It looks like I will be rejoining the ranks of the work force upon our return from PA. I wish I could say that I am excited and looking forward to it, but, in all honestly, I am nervous and not so excited. You may be thinking to yourself, why then is she going back? For many reasons, I guess. The money is #1, of course, and everything else stems from that. It would be nice to take some pressure off of Richard, the extra money would be great for savings, and it would allow us to also have a little extra money for misc things...trips, random purchases, holidays, etc. Basically, it's all about the money and that has me a little upset. I'm not unhappy about it because Rich doesn't make enough money for me to stay home with Shiloh. He does. I'm irritated that as I sat down and tried to think of the pros and cons of going back to work the only pro I could think of was extra money. But that one pro was enough to out weigh the many cons that came to mind. As I think about the future, though, I realize we will need a bigger house before we even start thinking about expanding our family and then there are the expenses that come with said expansion!
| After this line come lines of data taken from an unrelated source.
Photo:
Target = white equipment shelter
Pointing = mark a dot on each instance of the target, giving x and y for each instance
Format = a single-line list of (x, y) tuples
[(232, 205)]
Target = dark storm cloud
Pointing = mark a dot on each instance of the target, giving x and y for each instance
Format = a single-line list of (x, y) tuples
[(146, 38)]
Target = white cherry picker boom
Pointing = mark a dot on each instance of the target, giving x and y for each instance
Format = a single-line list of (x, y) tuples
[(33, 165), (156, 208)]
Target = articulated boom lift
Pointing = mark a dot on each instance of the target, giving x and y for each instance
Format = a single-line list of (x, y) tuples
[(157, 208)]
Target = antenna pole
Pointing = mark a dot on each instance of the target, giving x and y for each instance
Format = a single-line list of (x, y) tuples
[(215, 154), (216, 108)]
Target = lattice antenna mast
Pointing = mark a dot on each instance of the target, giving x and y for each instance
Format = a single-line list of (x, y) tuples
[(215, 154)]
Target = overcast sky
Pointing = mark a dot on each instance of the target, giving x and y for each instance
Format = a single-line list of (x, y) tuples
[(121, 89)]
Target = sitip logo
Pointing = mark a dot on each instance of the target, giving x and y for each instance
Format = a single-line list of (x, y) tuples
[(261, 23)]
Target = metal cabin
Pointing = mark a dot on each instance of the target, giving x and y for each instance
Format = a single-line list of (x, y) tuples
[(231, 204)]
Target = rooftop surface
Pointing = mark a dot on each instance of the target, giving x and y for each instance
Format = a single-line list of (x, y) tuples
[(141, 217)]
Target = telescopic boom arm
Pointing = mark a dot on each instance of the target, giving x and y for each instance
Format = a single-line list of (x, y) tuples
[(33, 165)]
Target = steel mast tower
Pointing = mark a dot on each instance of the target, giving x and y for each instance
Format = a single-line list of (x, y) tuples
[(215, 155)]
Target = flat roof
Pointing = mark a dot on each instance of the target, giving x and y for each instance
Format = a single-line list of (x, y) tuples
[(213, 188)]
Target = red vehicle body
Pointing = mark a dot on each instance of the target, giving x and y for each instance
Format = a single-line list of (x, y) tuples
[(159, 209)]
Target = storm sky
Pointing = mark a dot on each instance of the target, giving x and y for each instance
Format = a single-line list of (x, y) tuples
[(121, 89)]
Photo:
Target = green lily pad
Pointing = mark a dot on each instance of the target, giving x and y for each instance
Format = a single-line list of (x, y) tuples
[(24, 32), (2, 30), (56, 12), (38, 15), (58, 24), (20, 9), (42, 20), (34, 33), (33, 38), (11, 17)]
Ok, I'll stop complaining and move on to the more positive points of me going back to work. It will allow us to enroll Shiloh in fun activities such as, swimming at the "Y" this fall, build our savings, save up money for adoption #2, and it may even make moving in the next year or so a possibility. And as I sit here and think about things more I guess there are a couple of nonrelated money pros. I did have quite a few good friends at work and it will be nice to see all of them on a regular basis again. Also, like I already said, it will take a lot of pressure off of Rich which will make his life a little easier.
In the end, I'm just going to continue to pray about it and ask that God's will be done. I just hope that I am able to stop trying to figure it out myself long enough to hear what God wants of me.
Anyway, now that I'm finished venting I'm going to go to Pennsylvania with Shiloh and enjoy a relaxing visit with family. Then I'll come back with a positive attitude and just be thankful that I have the opportunity to help Rich out by going back to work. All while not having to put Shiloh in daycare.